Assistant Mike Haviland was in charge with Quenneville away, and the Blackhawks responded with a spirited effort in their first home game since a 4-2 loss to Minnesota on Jan. 25.
"We just knew what we had to do and what Q wanted us to do, compete and work hard and not change everything," captain Jonathan Toews said. "Havi was great behind the bench.
"He had full control of everything and showed his experience as a head coach and a leader, and did a great job."
Crawford made 33 saves, and Brian Campbell also scored for Chicago, which had lost six-of-eight, including its previous two games in shootouts. Jake Dowell added an empty-net goal with 59 seconds left, and Marian Hossa had two assists.
"This was probably one of my better ones at home," Crawford said.
The Wild (65 points) and Blackhawks (64) are battling for a playoff spot in the crowded Western Conference.
"Every game is important. There is a lot of teams in the mix, battling for the playoffs," Minnesota forward Martin Havlat said. "We have to move on."
Chicago carried a 1-0 lead into the third, but Matt Cullen got behind the Blackhawks defence during a power play and beat Crawford 6:59 into the period. Rookie Jared Spurgeon set up Cullen's 11th goal with a sharp pass.
The Blackhawks responded less than a minute later. After Chuck Kobasew was sent off for throwing his stick, Brouwer tried to find Hossa in front. The puck appeared to bounce off defenceman Greg Zanon before heading into the net.
"To get rewarded on the power play was a good feeling and it's a great confidence builder," Brouwer said.
Kobasew's penalty was announced as interference and later changed to throwing his stick. Kobasew said the referee told him he threw part of his broken stick at a Blackhawks player, leading to the whistle for interference.
"I went to flex it in the neutral zone.

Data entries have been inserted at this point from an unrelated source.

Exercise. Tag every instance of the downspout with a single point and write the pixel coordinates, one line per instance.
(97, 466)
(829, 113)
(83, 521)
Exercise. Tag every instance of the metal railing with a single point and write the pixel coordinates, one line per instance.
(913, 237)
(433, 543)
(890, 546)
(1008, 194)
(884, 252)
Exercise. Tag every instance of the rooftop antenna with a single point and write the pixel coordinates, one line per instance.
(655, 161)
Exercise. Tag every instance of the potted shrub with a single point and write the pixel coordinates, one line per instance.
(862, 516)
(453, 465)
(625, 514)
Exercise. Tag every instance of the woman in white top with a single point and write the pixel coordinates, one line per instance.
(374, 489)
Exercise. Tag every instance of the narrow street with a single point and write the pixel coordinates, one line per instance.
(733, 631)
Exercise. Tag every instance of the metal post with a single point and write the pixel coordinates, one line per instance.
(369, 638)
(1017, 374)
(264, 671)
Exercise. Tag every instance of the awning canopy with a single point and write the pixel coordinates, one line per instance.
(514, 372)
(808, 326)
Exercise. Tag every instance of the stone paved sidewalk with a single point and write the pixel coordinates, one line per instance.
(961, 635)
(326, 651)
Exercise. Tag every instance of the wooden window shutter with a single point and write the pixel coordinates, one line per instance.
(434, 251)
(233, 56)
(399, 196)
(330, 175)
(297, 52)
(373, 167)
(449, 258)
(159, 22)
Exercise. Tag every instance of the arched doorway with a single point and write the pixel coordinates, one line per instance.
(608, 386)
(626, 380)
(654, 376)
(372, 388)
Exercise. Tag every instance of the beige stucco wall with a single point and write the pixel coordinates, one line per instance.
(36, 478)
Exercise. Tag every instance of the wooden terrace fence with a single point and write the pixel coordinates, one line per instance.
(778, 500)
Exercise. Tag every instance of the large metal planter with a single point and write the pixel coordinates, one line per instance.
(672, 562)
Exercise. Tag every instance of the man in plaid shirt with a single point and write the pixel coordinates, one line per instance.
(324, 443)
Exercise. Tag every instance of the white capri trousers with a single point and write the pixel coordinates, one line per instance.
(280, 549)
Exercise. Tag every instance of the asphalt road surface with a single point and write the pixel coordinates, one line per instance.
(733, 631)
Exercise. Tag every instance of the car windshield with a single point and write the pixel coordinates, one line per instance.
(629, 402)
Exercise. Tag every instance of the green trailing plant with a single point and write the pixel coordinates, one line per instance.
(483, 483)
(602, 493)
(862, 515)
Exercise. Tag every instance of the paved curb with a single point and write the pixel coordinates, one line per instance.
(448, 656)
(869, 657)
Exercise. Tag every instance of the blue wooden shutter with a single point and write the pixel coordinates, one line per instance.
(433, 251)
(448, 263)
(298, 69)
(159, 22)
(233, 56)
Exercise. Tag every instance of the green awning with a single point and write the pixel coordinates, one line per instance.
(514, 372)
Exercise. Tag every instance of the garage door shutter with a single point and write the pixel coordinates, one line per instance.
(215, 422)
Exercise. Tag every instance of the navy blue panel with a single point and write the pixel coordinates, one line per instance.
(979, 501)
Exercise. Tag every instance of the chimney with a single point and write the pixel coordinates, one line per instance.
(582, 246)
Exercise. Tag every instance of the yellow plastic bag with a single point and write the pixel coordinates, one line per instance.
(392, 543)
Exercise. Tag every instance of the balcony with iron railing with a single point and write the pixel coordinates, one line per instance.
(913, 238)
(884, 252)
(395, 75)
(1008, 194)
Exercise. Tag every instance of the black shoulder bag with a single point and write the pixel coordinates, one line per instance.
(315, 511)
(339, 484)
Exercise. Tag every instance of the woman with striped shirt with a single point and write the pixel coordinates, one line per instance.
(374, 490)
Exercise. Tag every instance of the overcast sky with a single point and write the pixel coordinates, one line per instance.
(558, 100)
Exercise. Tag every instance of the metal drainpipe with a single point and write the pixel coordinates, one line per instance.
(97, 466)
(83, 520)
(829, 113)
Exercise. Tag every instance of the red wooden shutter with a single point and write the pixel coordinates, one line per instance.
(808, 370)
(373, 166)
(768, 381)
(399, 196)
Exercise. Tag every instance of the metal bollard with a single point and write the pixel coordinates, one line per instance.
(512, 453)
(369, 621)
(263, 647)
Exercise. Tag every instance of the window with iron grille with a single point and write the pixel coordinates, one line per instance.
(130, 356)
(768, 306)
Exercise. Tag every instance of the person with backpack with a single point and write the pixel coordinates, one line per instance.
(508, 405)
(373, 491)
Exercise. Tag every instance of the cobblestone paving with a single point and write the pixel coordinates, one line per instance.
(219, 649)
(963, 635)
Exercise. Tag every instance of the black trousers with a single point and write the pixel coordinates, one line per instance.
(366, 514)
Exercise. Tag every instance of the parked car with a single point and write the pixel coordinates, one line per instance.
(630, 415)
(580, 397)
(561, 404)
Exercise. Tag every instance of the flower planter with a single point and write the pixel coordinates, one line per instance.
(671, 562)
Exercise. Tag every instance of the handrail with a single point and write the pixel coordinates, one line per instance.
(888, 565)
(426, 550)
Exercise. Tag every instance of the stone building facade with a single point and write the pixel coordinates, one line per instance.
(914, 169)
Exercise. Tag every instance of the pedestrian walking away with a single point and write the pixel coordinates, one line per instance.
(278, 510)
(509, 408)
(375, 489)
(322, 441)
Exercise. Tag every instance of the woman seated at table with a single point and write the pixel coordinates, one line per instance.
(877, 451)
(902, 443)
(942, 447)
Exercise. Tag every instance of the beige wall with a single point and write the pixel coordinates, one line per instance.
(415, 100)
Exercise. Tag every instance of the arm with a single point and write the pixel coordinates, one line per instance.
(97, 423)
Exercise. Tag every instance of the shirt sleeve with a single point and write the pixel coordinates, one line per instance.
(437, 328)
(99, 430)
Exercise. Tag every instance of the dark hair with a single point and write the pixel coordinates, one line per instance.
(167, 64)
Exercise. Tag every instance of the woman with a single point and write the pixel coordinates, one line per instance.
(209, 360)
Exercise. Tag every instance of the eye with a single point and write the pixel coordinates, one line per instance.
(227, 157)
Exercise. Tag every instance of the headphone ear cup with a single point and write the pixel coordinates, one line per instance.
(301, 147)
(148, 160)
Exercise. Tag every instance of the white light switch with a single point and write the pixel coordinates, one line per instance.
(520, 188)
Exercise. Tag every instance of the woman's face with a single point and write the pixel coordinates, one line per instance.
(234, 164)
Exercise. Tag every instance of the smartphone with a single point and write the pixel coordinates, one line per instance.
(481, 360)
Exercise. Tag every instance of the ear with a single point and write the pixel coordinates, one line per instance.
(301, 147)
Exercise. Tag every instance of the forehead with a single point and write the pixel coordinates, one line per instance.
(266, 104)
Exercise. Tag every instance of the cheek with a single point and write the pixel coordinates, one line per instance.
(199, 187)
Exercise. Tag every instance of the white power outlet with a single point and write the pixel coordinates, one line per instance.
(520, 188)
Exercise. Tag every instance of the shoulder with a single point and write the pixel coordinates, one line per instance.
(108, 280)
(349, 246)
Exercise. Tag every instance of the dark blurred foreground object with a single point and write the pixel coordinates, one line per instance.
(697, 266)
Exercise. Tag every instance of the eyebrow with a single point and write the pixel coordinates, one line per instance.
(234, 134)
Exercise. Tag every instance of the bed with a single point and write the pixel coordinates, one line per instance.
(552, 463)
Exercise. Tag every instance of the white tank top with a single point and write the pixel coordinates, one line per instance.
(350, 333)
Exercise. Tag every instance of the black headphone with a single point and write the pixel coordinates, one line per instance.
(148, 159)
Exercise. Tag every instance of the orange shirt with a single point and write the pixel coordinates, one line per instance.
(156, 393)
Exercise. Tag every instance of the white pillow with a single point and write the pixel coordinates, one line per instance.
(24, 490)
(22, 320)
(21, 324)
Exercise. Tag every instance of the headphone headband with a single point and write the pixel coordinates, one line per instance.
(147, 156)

The bottom half broke," he said. "I dropped my stick, I turned, went to the bench for a new stick and I guess they viewed it that I was throwing it at a player.
"Didn't cross my mind. I don't know how it's an interference call."
It was a tough break for Jose Theodore, who kept the Wild in the game with 34 saves.
Dave Bolland added three assists for the defending Stanley Cup champions, who are heading into a critical stretch of their season. Six of Chicago's next seven games are against Western Conference teams.
"They know what's at stake and what this is all about," said Haviland, who received the game puck. "I was just proud to see those guys step up like they did."
Minnesota outshot Chicago 17-10 in the opening period and had two power plays, but the Blackhawks still had the lead after one. Crawford made nice stops on Mikko Koivu, Antti Miettinen and Cal Clutterbuck. Campbell's power-play slap shot got past a screened Theodore at 12:59.
Minnesota's streaking penalty killers got more action in the second and responded by helping Theodore shut out the Blackhawks during eight power-play minutes covering three calls. Entering the game, the Wild had killed 89.7 per cent of penalties since Dec. 31.
"We had some chances to win the game," Havlat said. "Those eight, 10 minutes in the second period was very important."
The Blackhawks also had several even-strength opportunities in the second but couldn't convert. Hossa had a look at an open net but Cam Barker tied up his stick. Theodore also made pad saves on Hossa and Bryan Bickell.
NOTES—Havlat played in his 600th NHL game. ... Chicago leads the season series 2-1. The final game is Feb. 28 in Minnesota.